A legal action by 10 employees of B&Q Ireland over the removal of bonuses and allowances could have major implications for many workers.
The action, supported by the employees' trade union Mandate, is being heard by Mr Justice Paul McDermott at the High Court.
The workers, represented by Peter Ward SC, are challenging a May 2014 finding by the Employment Appeals Tribunal that the removal of the allowances and bonuses, which had been paid for several years up to early 2012, was not a deduction of pay in breach of the Payment of Wages Act 1991.
There is no unilateral right to change the pay of employees and that is the “heart of the case”, Mr Ward argued
The case concerns the company’s decision in early 2012 to remove summer and winter bonus payments, amounting to 6 per cent of an employee’s annual salary, plus zone allowances of 41 cent per hour for Dublin- based workers.
Seven of the workers made complaints that the non-payment of a winter/summer bonus, normally paid twice annually in June and November, plus the non-payment of a zone allowance, breached the 1991 Act.
The other three workers, all employed by B&Q Ireland outside Dublin, challenged the non-payment of the winter and summer bonuses to them.
It was alleged the employer declared the winter/summer bonus for the period August 2011- January 2012 but, in January 2012, it unilaterally and retrospectively purported to withdraw the accrued bonus. A rights commissioner upheld the workers’ claims, lodged on their behalf by Mandate.
In submissions, the union alleged that B&Q unilaterally informed staff at countrywide general meetings in early 2012 that it planned to immediately abolish the bonuses, remove the zone allowance, introduce new starter rates, new premiums and a recruitment ban to reduce numbers by 5 per cent.
Mandate complained the company had refused to meet it to discuss the workers’ concerns and also argued that B&Q had given a guarantee to employees in 2003 that the zone allowance would be reviewed “but not reduced or removed”.
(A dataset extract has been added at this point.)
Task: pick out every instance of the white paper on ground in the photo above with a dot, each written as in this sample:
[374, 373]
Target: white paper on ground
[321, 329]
B&Q appealed to the Employment Appeals Tribunal against the Rights Commissioner’s decisions and the tribunal conducted a joint hearing related to all the applicant workers.
The company told the tribunal that when the bonuses and allowances were removed in 2012, it was in an extremely difficult financial position and cost-saving measures were required to safeguard the future of the business and protect jobs.
Last May the tribunal ruled that the bonuses were discretionary in nature and could be unilaterally reviewed or withdrawn in a manner that complied with the 1991 Act.
The tribunal also ruled that non-payment of the zone allowance did not breach the 1991 Act and was not a deduction from wages payable.
The appeal against that decision continues on Wednesday.